Industrial action will also be accompanied by a
political and electoral challenge from the Trade Unionist and Socialist
Coalition on 3 May – beginning with the Greater London Assembly
elections. Central is the need for a socialist answer to this
devastating crisis of capitalism. This is cynically dismissed by Martin
Kettle of The Guardian: "Socialism still has adherents, but it is a
religion, not a programme… The failure of socialism has a lot to do with
[conceptualising a plausible alternative]". (2 February) Not true,
replies former Plaid Cymru MP, Adam Price: "In December, a poll by the
Pew Research Center found support for socialism now outweighs support
for capitalism among a younger generation of Americans".
The baleful approach of Ed Miliband and New Labour
has already provoked GMB members, through resolutions to their
conference, to threaten to withhold £2 million from the Labour Party.

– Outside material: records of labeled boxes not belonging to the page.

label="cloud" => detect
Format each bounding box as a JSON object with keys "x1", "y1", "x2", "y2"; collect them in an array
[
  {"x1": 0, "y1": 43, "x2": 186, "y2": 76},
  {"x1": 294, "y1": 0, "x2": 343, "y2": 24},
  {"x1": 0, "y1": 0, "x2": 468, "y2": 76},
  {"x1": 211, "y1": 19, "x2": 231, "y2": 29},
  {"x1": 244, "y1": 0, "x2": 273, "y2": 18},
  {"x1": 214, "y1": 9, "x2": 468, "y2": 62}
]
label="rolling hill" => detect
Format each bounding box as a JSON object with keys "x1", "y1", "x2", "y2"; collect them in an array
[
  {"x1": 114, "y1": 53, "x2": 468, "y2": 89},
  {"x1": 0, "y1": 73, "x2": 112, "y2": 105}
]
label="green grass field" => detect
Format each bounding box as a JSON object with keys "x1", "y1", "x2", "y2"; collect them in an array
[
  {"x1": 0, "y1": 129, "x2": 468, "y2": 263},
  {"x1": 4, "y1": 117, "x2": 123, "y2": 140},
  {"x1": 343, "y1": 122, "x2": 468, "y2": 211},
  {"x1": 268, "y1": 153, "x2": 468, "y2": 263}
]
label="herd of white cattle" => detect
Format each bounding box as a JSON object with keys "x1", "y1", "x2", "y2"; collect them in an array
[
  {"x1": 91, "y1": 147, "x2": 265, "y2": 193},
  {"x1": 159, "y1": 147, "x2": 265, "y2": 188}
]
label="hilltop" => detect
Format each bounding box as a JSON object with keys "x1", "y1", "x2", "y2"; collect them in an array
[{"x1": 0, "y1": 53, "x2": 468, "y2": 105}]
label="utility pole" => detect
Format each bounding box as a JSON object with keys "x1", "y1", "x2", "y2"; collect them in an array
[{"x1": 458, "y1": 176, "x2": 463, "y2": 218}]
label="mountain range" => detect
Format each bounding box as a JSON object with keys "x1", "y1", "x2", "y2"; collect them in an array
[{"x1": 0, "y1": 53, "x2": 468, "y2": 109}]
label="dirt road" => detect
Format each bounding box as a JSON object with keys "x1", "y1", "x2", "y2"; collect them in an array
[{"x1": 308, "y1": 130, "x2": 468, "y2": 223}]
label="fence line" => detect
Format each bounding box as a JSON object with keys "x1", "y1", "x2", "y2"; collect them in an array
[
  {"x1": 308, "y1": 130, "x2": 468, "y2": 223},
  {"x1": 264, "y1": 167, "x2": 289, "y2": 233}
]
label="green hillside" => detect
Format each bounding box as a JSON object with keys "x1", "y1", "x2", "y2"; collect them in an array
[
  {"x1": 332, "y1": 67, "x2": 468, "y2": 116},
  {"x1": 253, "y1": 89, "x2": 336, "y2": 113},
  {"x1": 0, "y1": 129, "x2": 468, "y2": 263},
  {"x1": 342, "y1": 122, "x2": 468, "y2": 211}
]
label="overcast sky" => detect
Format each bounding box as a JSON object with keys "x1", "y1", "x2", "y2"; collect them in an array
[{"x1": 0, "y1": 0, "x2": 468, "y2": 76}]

Unite has also booked the biggest committee room in the Houses of
Parliament for its general secretary, Lenny McCluskey, reportedly to
read the riot act to Labour MPs.
The necessity for a new party – in this case, in the
USA – is conceded by former advocate of ‘wild capitalism’, Jeffrey
Sachs. He writes in the Financial Times: "The poorer half of the
population does not interest the Washington status quo. A third
political party, occupying the vast unattended terrain of the true
centre and the left, will probably be needed to break the stranglehold
of big money on American politics and society". (14 February) Such a
third party would have to be a new mass radical party. In Britain, this
would be a new mass workers’ party.
British society is on the edge of a volcano, of
which the pensions’ struggle is just one expression. It can erupt at any
time into a mass movement which could not only shake British capitalism
but also the government itself, leading to its downfall.